The appellant claims that the trial court erred in ruling that the Commonwealth’s claim is not barred by the doctrine of laches.2 We need not address the facts upon which the trial court relied in finding that laches did not bar the Commonwealth’s claim because “laches may not be set up as a defense against the Commonwealth acting in its governmental capacity.” In Re: Dep’t of Corrections, 222 Va. 454, 465, 281 S.E.2d 857, 863 (1981). Hence, we conclude that the doctrine of laches is unavailable to the appellant as a defense in this case.

Child Support Guidelines

The appellant contends that the trial court erred in affirming the amount of the debt because the hearing officer used the child support guidelines of Code § 20-108.2 to determine a debt which accrued prior to the adoption of these guidelines.

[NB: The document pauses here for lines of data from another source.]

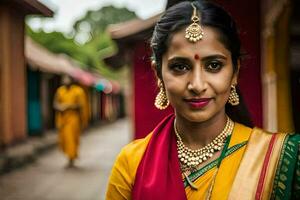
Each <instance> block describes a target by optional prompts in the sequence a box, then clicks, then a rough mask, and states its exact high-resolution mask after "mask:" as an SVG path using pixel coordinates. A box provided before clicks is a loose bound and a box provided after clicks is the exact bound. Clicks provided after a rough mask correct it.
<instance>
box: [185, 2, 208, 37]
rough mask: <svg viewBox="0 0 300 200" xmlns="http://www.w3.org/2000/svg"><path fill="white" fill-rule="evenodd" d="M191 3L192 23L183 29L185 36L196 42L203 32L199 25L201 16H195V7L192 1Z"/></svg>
mask: <svg viewBox="0 0 300 200" xmlns="http://www.w3.org/2000/svg"><path fill="white" fill-rule="evenodd" d="M191 5H192V7H193V15H192V18H191V20H192V24H190V25H189V26H188V27H187V28H186V29H185V38H186V39H188V40H189V41H190V42H197V41H199V40H201V39H202V37H203V35H204V32H203V29H202V27H201V25H200V21H201V18H200V16H199V17H198V16H197V8H196V6H195V5H194V4H193V3H191Z"/></svg>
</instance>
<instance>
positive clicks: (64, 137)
mask: <svg viewBox="0 0 300 200" xmlns="http://www.w3.org/2000/svg"><path fill="white" fill-rule="evenodd" d="M62 84H63V85H62V86H61V87H59V88H58V89H57V91H56V93H55V97H54V102H53V107H54V109H55V110H56V116H55V117H56V118H55V121H56V127H57V129H58V132H59V145H60V148H61V150H62V151H63V152H64V154H65V155H66V156H67V157H68V159H69V162H68V165H67V167H74V161H75V159H76V158H77V157H78V148H79V140H80V134H81V131H82V129H83V128H85V126H86V124H87V120H88V118H87V112H88V111H87V100H86V98H87V97H86V94H85V92H84V90H83V89H82V88H81V87H80V86H77V85H75V84H73V81H72V78H71V77H69V76H67V75H64V76H63V77H62Z"/></svg>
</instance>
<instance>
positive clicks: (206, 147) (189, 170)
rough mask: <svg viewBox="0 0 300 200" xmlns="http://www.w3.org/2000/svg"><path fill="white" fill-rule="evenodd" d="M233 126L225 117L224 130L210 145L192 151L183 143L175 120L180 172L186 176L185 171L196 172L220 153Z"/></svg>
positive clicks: (208, 144)
mask: <svg viewBox="0 0 300 200" xmlns="http://www.w3.org/2000/svg"><path fill="white" fill-rule="evenodd" d="M233 126H234V122H233V121H232V120H231V119H230V118H229V117H227V121H226V125H225V127H224V129H223V130H222V132H221V133H220V134H219V135H218V136H217V137H216V138H215V139H213V141H212V142H211V143H209V144H207V145H205V146H204V147H202V148H200V149H196V150H193V149H190V148H189V147H187V146H186V145H185V144H184V143H183V141H182V139H181V137H180V134H179V133H178V130H177V128H176V120H175V121H174V131H175V134H176V137H177V151H178V158H179V160H180V163H181V170H182V171H183V172H184V175H186V174H185V172H186V171H190V172H194V171H196V170H197V166H198V165H200V164H201V163H203V162H205V161H206V160H208V159H209V158H211V157H213V155H214V154H215V153H216V152H218V151H220V150H221V149H222V147H223V146H224V143H225V140H226V137H227V136H228V135H229V134H230V133H231V132H232V130H233Z"/></svg>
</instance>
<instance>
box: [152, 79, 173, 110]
mask: <svg viewBox="0 0 300 200" xmlns="http://www.w3.org/2000/svg"><path fill="white" fill-rule="evenodd" d="M169 103H170V102H169V100H168V97H167V94H166V91H165V89H164V86H163V84H162V82H160V83H159V93H158V94H157V96H156V98H155V102H154V105H155V107H156V108H157V109H159V110H164V109H166V108H167V107H168V106H169Z"/></svg>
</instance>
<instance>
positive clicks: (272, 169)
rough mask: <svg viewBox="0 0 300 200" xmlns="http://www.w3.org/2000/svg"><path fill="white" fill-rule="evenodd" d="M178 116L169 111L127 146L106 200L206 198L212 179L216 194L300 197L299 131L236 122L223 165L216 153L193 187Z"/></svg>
mask: <svg viewBox="0 0 300 200" xmlns="http://www.w3.org/2000/svg"><path fill="white" fill-rule="evenodd" d="M174 118H175V117H174V115H170V116H168V117H167V118H165V119H164V120H163V121H162V122H161V123H160V124H159V125H158V126H157V127H156V128H155V129H154V131H153V132H151V133H150V134H149V135H148V136H147V137H146V138H144V139H139V140H136V141H134V142H132V143H130V144H128V145H127V146H125V147H124V148H123V149H122V151H121V153H120V154H119V156H118V157H117V160H116V162H115V164H114V167H113V169H112V172H111V176H110V180H109V183H108V189H107V193H106V199H107V200H113V199H115V200H117V199H118V200H119V199H134V200H135V199H143V200H148V199H178V200H179V199H180V200H184V199H188V200H194V199H195V200H196V199H205V198H206V197H207V195H208V191H209V188H210V184H211V183H212V182H213V181H214V184H213V187H212V192H211V199H218V200H220V199H221V200H222V199H297V198H299V188H300V187H299V185H300V184H299V183H300V181H299V175H300V170H299V163H300V161H299V141H300V138H299V135H289V134H283V133H276V134H275V133H274V134H273V133H268V132H265V131H263V130H261V129H258V128H254V129H252V128H248V127H246V126H244V125H241V124H238V123H235V126H234V130H233V132H232V134H231V136H230V140H229V143H228V148H226V152H224V155H225V156H224V158H223V160H222V162H221V164H220V166H219V167H218V168H217V163H218V159H215V160H213V161H211V162H210V163H207V164H206V165H205V166H203V167H201V168H200V169H198V170H197V171H195V172H193V173H191V174H190V175H189V180H191V181H192V182H193V184H194V185H196V186H197V188H198V190H194V189H192V188H191V187H190V185H189V184H188V182H187V179H185V178H184V177H183V176H182V175H181V172H180V167H179V161H178V158H177V150H176V137H175V134H174V130H173V122H174ZM216 170H218V171H217V174H216V176H215V177H214V174H215V173H216ZM214 178H215V179H214ZM213 179H214V180H213Z"/></svg>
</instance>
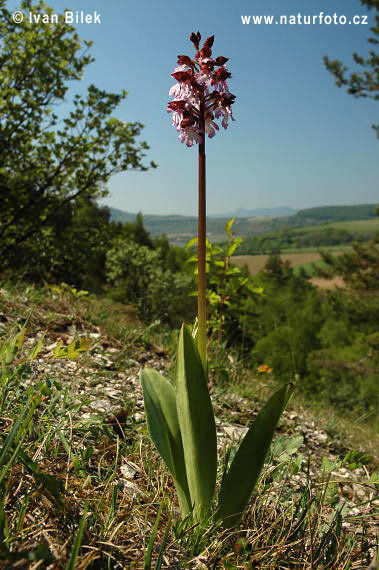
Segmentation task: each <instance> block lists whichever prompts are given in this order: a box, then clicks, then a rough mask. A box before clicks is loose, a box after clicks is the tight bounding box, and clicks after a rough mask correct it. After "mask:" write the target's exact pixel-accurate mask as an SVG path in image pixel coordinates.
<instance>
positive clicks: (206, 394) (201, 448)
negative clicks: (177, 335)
mask: <svg viewBox="0 0 379 570" xmlns="http://www.w3.org/2000/svg"><path fill="white" fill-rule="evenodd" d="M175 395H176V406H177V411H178V419H179V425H180V431H181V434H182V441H183V450H184V459H185V466H186V472H187V480H188V487H189V490H190V494H191V503H192V504H193V505H194V516H195V518H198V519H199V520H200V519H206V518H207V516H208V514H209V508H210V505H211V502H212V499H213V495H214V490H215V484H216V470H217V442H216V425H215V420H214V415H213V409H212V403H211V399H210V396H209V392H208V385H207V378H206V374H205V372H204V368H203V365H202V362H201V359H200V355H199V352H198V349H197V346H196V344H195V342H194V340H193V338H192V336H191V332H190V330H189V329H188V327H186V326H184V325H183V326H182V329H181V331H180V336H179V343H178V351H177V357H176V371H175Z"/></svg>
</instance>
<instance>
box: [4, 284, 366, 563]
mask: <svg viewBox="0 0 379 570" xmlns="http://www.w3.org/2000/svg"><path fill="white" fill-rule="evenodd" d="M88 301H89V302H87V301H84V302H83V301H82V302H80V303H78V302H75V301H74V302H73V300H72V299H70V298H69V297H68V296H64V295H63V296H62V295H60V296H58V295H57V294H56V293H54V292H52V291H51V290H50V291H49V290H46V289H45V290H42V289H41V290H36V289H33V288H32V287H28V288H27V289H25V290H24V291H21V290H20V291H18V292H16V291H11V290H10V289H1V290H0V310H1V313H0V314H1V320H0V332H1V334H0V337H1V340H0V343H1V354H2V357H3V363H2V364H3V367H2V368H3V387H4V390H5V393H6V395H7V397H6V398H4V399H3V401H2V417H1V423H2V431H3V435H2V437H3V438H4V441H5V444H4V445H3V449H2V459H3V464H2V466H1V477H2V481H3V489H4V497H3V505H4V506H3V515H2V516H3V520H5V521H6V536H7V543H8V542H9V543H10V545H11V547H10V548H9V549H8V548H4V549H3V550H2V552H1V554H0V565H1V567H4V568H16V567H17V568H25V569H26V568H28V569H31V568H37V567H38V568H66V569H69V568H71V569H74V568H83V569H85V568H112V569H114V570H118V569H120V570H121V569H122V568H151V567H155V568H193V569H195V568H216V565H217V567H219V565H220V567H221V566H222V567H225V568H226V567H230V568H231V567H233V568H235V567H239V568H243V567H245V568H247V567H249V566H248V564H249V561H250V559H251V556H252V553H254V560H255V561H256V564H257V567H258V568H266V567H267V568H268V567H270V568H271V567H272V568H273V567H277V561H278V560H280V563H281V567H282V568H293V567H295V566H294V564H295V561H296V565H298V564H297V563H299V562H301V567H302V568H303V567H304V568H308V567H310V564H309V560H310V556H312V557H313V558H312V560H315V561H316V562H315V564H316V565H315V566H313V567H314V568H316V567H317V568H322V567H327V566H326V563H325V560H326V561H330V562H331V563H332V562H334V561H336V560H337V561H338V562H336V564H337V565H333V567H335V568H337V567H342V566H341V565H339V563H340V562H343V567H344V568H345V567H351V568H357V569H358V568H364V567H365V568H367V567H368V565H369V564H370V562H371V560H372V559H373V556H374V545H375V533H374V509H375V503H374V498H375V495H374V492H375V484H376V483H377V476H376V475H375V473H374V472H373V470H374V466H373V460H372V458H371V457H368V456H367V455H366V454H364V453H362V452H360V451H358V450H356V449H355V450H353V449H352V448H351V447H350V446H349V443H348V442H347V441H346V440H344V438H342V437H341V434H340V433H339V432H337V431H336V430H335V429H334V428H333V427H332V423H331V421H329V422H328V421H327V416H326V409H325V408H324V409H323V413H322V417H321V416H320V418H317V417H316V416H313V415H312V413H311V412H310V410H309V409H306V408H304V407H303V406H302V405H301V403H300V402H299V400H298V399H297V397H296V398H294V399H293V402H291V405H290V406H289V407H288V409H287V410H286V411H284V413H283V416H282V420H281V422H280V425H279V427H278V428H277V433H276V436H275V441H274V444H273V446H272V448H271V451H270V453H269V456H268V457H267V463H266V465H265V467H264V471H263V475H262V478H261V479H260V481H259V483H258V485H257V488H256V490H255V495H254V500H252V501H251V504H250V505H249V509H248V512H247V513H246V515H245V517H244V526H243V527H242V528H246V529H248V532H249V534H248V541H247V539H245V538H244V534H245V531H242V530H241V532H240V535H241V536H240V538H238V537H236V533H235V532H232V533H229V534H227V533H226V532H225V531H223V530H222V529H220V528H217V527H216V528H214V527H213V526H212V524H208V525H207V526H206V527H205V528H201V533H199V532H197V533H196V525H195V526H193V525H192V523H191V521H189V522H188V521H187V523H186V522H184V523H183V522H181V521H180V519H179V517H178V509H177V501H176V497H175V489H174V487H173V484H172V480H171V477H170V476H169V475H168V472H167V469H165V467H164V465H163V463H162V461H161V459H160V457H159V455H158V454H157V451H156V450H155V448H154V446H153V445H152V443H151V442H150V441H149V438H148V436H147V433H146V420H145V413H144V405H143V398H142V391H141V386H140V382H139V379H138V372H139V370H140V368H141V367H142V366H145V365H148V366H152V367H153V368H155V369H158V370H160V371H161V372H163V373H165V374H166V373H170V358H169V356H168V353H167V352H166V351H165V350H164V349H162V348H161V347H158V346H157V345H156V344H154V343H153V342H152V335H151V331H150V332H149V330H148V329H146V328H143V327H142V326H141V325H139V326H138V325H137V328H136V323H134V327H133V326H132V324H133V320H132V319H133V317H132V316H131V315H130V314H128V312H127V310H126V309H125V308H124V309H123V310H122V307H121V306H120V305H119V304H115V305H111V304H109V301H108V302H107V309H108V310H107V311H106V312H105V313H104V311H103V309H102V305H103V303H104V301H105V299H102V298H98V299H97V298H95V297H92V296H91V298H90V299H89V300H88ZM31 306H33V307H34V311H33V314H32V315H31V314H30V307H31ZM15 319H16V321H17V322H18V323H20V326H22V324H23V323H25V320H28V326H27V328H26V330H25V329H21V330H24V334H23V336H22V338H21V336H20V334H19V335H18V337H16V336H15V335H16V332H18V331H20V328H19V327H17V326H15V324H14V321H15ZM126 325H127V327H128V330H129V333H128V335H127V336H125V332H124V331H125V329H124V328H123V327H124V326H126ZM42 331H44V332H42ZM111 331H112V332H111ZM133 331H134V333H133ZM15 338H17V339H18V340H17V342H16V344H14V343H13V344H12V339H15ZM75 341H77V342H79V343H82V346H83V350H82V351H81V352H80V354H79V353H78V354H76V355H71V357H70V358H67V353H66V358H65V357H64V355H61V356H60V357H59V358H57V354H58V353H60V352H61V353H62V352H63V354H64V350H65V348H66V347H67V346H69V345H70V343H73V342H75ZM61 343H63V344H61ZM37 351H38V352H37ZM37 356H38V358H37ZM230 365H231V362H230V361H229V366H230ZM239 365H240V363H238V362H236V363H235V367H236V369H237V367H238V366H239ZM243 372H244V375H247V376H246V377H247V378H248V380H249V382H246V384H245V386H244V385H241V384H240V385H238V383H229V385H228V389H227V390H225V388H221V389H218V388H217V385H216V384H215V383H214V380H215V375H216V374H217V369H216V370H214V371H212V401H213V405H214V410H215V414H216V425H217V438H218V443H219V446H218V447H219V459H220V467H221V462H222V461H225V456H224V455H223V452H224V451H225V450H226V451H227V453H228V450H231V453H232V454H233V448H235V447H236V442H237V441H238V440H239V439H240V438H242V437H243V436H244V434H245V433H246V431H247V426H248V425H250V424H251V422H252V420H253V419H255V418H256V416H257V413H258V411H259V409H260V408H261V407H262V403H263V402H264V401H265V400H267V397H268V395H269V394H270V393H271V392H272V390H273V383H272V381H270V379H269V378H267V379H265V382H264V383H262V382H260V381H259V378H257V374H256V373H254V371H251V372H249V371H247V370H243ZM251 386H254V393H253V392H252V388H251ZM16 428H17V431H16ZM350 433H351V430H350ZM362 437H363V436H362ZM369 439H370V438H368V439H367V441H369ZM303 520H304V521H305V523H304V524H300V523H302V521H303ZM41 521H43V524H41ZM325 521H328V522H327V524H326V523H325ZM4 532H5V531H4ZM329 535H330V536H331V537H332V538H333V542H332V543H331V544H332V546H333V548H332V549H327V548H326V546H327V545H329ZM220 536H222V537H223V539H222V543H223V544H222V545H221V546H222V547H220V542H221V541H220ZM294 537H296V540H294ZM330 540H331V539H330ZM310 543H311V544H312V551H311V554H310V552H309V544H310ZM346 544H351V545H352V547H351V549H350V548H349V549H346V548H345V546H346ZM325 545H326V546H325ZM162 558H163V559H164V563H163V564H161V563H160V562H159V561H160V560H162ZM199 561H201V566H200V565H199ZM231 561H232V562H233V565H232V566H231V565H230V562H231ZM362 561H363V562H364V565H362V564H361V563H362ZM154 564H155V566H154ZM348 565H349V566H348ZM329 567H331V566H329Z"/></svg>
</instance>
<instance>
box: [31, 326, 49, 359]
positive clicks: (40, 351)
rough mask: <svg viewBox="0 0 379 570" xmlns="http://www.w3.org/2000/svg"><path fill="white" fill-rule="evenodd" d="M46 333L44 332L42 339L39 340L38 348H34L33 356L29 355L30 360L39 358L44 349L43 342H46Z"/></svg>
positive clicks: (36, 345)
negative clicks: (40, 353) (44, 340)
mask: <svg viewBox="0 0 379 570" xmlns="http://www.w3.org/2000/svg"><path fill="white" fill-rule="evenodd" d="M45 335H46V331H44V332H43V334H42V336H41V338H40V339H39V341H38V343H37V344H36V346H35V347H34V348H33V350H32V352H31V354H30V355H29V360H34V359H35V358H37V356H38V354H39V353H40V352H41V350H42V347H43V341H44V340H45Z"/></svg>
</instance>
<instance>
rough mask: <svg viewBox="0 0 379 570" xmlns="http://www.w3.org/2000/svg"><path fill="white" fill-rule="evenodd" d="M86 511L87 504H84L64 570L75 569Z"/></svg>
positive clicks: (83, 531) (81, 535) (74, 569)
mask: <svg viewBox="0 0 379 570" xmlns="http://www.w3.org/2000/svg"><path fill="white" fill-rule="evenodd" d="M87 513H88V504H87V505H86V506H85V509H84V513H83V514H82V518H81V519H80V522H79V527H78V532H77V534H76V537H75V541H74V545H73V547H72V550H71V554H70V558H69V561H68V562H67V565H66V568H65V570H75V568H76V561H77V558H78V554H79V549H80V546H81V544H82V538H83V532H84V526H85V523H86V517H87Z"/></svg>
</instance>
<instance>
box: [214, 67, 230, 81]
mask: <svg viewBox="0 0 379 570" xmlns="http://www.w3.org/2000/svg"><path fill="white" fill-rule="evenodd" d="M231 76H232V74H231V73H229V71H228V70H227V69H224V68H223V67H219V68H218V69H216V71H215V73H214V78H215V80H216V81H225V80H226V79H228V77H231Z"/></svg>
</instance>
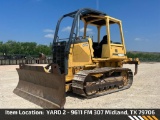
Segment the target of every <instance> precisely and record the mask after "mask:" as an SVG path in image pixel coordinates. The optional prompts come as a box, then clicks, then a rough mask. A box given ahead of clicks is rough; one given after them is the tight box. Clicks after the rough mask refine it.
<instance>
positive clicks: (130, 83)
mask: <svg viewBox="0 0 160 120" xmlns="http://www.w3.org/2000/svg"><path fill="white" fill-rule="evenodd" d="M111 71H128V82H127V85H125V86H123V87H122V88H119V89H109V90H106V91H103V92H98V93H96V94H94V95H91V96H88V95H86V93H85V90H84V89H85V88H84V82H85V79H86V77H87V75H89V74H92V73H94V74H96V73H97V74H98V73H106V72H111ZM132 82H133V73H132V71H131V70H130V69H128V68H113V67H104V68H96V69H94V70H83V71H80V72H78V73H77V74H75V75H74V78H73V80H72V91H73V93H76V94H78V95H81V96H84V97H87V98H93V97H98V96H102V95H106V94H110V93H114V92H118V91H122V90H125V89H128V88H130V87H131V85H132Z"/></svg>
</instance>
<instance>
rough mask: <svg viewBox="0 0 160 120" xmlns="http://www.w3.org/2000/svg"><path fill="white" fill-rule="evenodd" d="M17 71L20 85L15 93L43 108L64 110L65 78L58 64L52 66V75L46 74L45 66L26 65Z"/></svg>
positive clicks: (19, 68)
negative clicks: (43, 66) (63, 108)
mask: <svg viewBox="0 0 160 120" xmlns="http://www.w3.org/2000/svg"><path fill="white" fill-rule="evenodd" d="M16 70H17V72H18V75H19V83H18V85H17V87H16V88H15V89H14V91H13V92H14V93H15V94H17V95H18V96H20V97H22V98H25V99H27V100H29V101H30V102H33V103H35V104H37V105H39V106H41V107H43V108H54V109H59V108H64V104H65V101H66V98H65V76H64V75H63V74H61V73H60V72H59V67H58V65H57V64H52V65H51V73H47V72H45V70H44V67H43V66H28V65H24V64H20V68H17V69H16Z"/></svg>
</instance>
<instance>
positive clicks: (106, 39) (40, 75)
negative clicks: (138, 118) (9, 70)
mask: <svg viewBox="0 0 160 120" xmlns="http://www.w3.org/2000/svg"><path fill="white" fill-rule="evenodd" d="M67 17H69V18H71V19H72V25H71V29H70V34H69V37H68V38H65V39H63V38H60V37H59V33H60V34H62V33H61V30H60V24H61V22H62V21H63V19H64V18H67ZM81 23H83V28H80V24H81ZM115 24H116V25H118V32H119V35H120V38H119V40H120V42H114V40H113V39H111V34H112V33H111V30H110V27H111V26H112V25H115ZM90 26H92V27H95V29H97V33H92V36H91V35H88V31H89V30H91V29H90V28H89V27H90ZM101 28H103V30H104V31H103V32H102V31H101ZM81 34H82V35H81ZM102 34H103V35H106V36H105V37H103V38H104V41H103V42H101V35H102ZM95 35H96V40H93V36H94V37H95ZM114 36H116V35H114ZM52 50H53V63H51V64H48V65H47V66H45V67H43V66H33V65H25V64H20V65H19V68H17V72H18V75H19V83H18V85H17V87H16V88H15V90H14V93H15V94H17V95H19V96H21V97H23V98H25V99H27V100H29V101H31V102H33V103H35V104H37V105H40V106H42V107H43V108H64V104H65V102H66V92H68V91H71V92H73V93H75V94H78V95H80V96H83V97H86V98H92V97H97V96H101V95H106V94H109V93H113V92H117V91H121V90H124V89H127V88H130V86H131V85H132V82H133V76H134V75H135V74H137V71H138V64H139V60H138V58H134V59H133V58H128V57H127V56H126V48H125V42H124V37H123V31H122V22H121V21H120V20H118V19H116V18H113V17H111V16H109V15H107V14H105V13H103V12H101V11H97V10H93V9H90V8H83V9H79V10H77V11H74V12H71V13H68V14H65V15H63V16H62V17H61V18H60V19H59V21H58V23H57V26H56V30H55V34H54V39H53V47H52ZM123 64H134V65H135V72H134V75H133V73H132V71H131V69H129V68H123Z"/></svg>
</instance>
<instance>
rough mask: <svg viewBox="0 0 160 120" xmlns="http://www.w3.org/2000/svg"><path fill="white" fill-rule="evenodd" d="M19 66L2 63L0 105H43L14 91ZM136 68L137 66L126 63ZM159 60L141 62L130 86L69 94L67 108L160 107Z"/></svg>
mask: <svg viewBox="0 0 160 120" xmlns="http://www.w3.org/2000/svg"><path fill="white" fill-rule="evenodd" d="M17 67H18V65H10V66H0V108H41V107H39V106H37V105H35V104H33V103H31V102H29V101H27V100H25V99H23V98H21V97H19V96H17V95H15V94H14V93H13V90H14V88H15V87H16V86H17V83H18V74H17V72H16V70H15V68H17ZM124 67H128V68H131V69H132V70H133V71H134V65H125V66H124ZM159 91H160V63H141V64H140V65H139V70H138V74H137V75H136V76H134V81H133V84H132V86H131V88H130V89H127V90H124V91H120V92H116V93H112V94H109V95H105V96H100V97H96V98H92V99H82V98H80V97H77V96H75V95H74V94H71V95H67V97H66V104H65V106H64V107H65V108H106V109H109V108H115V109H116V108H160V102H159V101H160V93H159Z"/></svg>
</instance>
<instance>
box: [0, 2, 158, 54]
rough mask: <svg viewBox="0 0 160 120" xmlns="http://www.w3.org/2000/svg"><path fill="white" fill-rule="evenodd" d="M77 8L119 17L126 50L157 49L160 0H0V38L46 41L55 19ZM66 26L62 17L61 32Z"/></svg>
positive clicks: (67, 24) (2, 38) (69, 27)
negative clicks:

We agree. The appellant’s debt accrued from March, 1983 to June, 1988. The child support guidelines were first enacted in April, 1988. 1988 Va. Acts c. 907. For most of the time the appellant’s debt was accruing, the guidelines were not in effect. We conclude that the retroactive application of the guidelines to de*85termine the appellant’s debt was error. Instead, in determining the appellant’s debt, the trial court should have determined the amount the appellant was required to pay based on relevant factors found in Code § 20-108.2, the child support statute. This determination should be made based on factors existing at the time the assistance was being paid. Code § 63.1-251 required that the debt be “in an amount determined to be consistent with a responsible person’s ability to pay.” We hold that this statute refers to ability to pay at and during the time public assistance is being paid for the benefit of the child. In doing so, the agency may consider as a guide any administrative child support guidelines used by the Department which were in effect at the time the debt was accruing.

In sum, we affirm the trial court’s finding that notice of the appellant’s debt was constitutionally sufficient and did not violate the appellant’s due process rights. We further conclude that the doctrine of laches is not available to the appellant as a defense in this case. However, we find that the trial court erred in applying retroactively the child support guidelines of Code § 20-108.2 in determining the appellant’s debt.

Accordingly, we reverse the decision of the trial court as to the amount of the appellant’s debt and remand this cause for a redetermination of that amount in a manner consistent with this opinion.

Affirmed in part, reversed in part, and remanded.

Elder, J., concurred.

Proceedings in Juvenile and Domestic Relations Court and Circuit Court in this type of case are de novo. See Code §§ 63.1-268.1 and 16.1-296.

The Commonwealth argues that the appellant failed to properly preserve this issue and the issue concerning the child support guidelines for appellate review because his objections lack the specificity required by Rule 5A:18. However, since the trial court specifically addressed and ruled on these issues in its letter opinion, we conclude that the purpose of the contemporaneous objection rule — to give the trial judge the opportunity to understand the precise question he or she is called on to decide — is satisfied. See Simmons v. Commonwealth, 6 Va. App. 445, 450, 371 S.E.2d 7, 10 (1988), rev'd on other grounds, 238 Va. 200, 380 S.E.2d 656 (1989).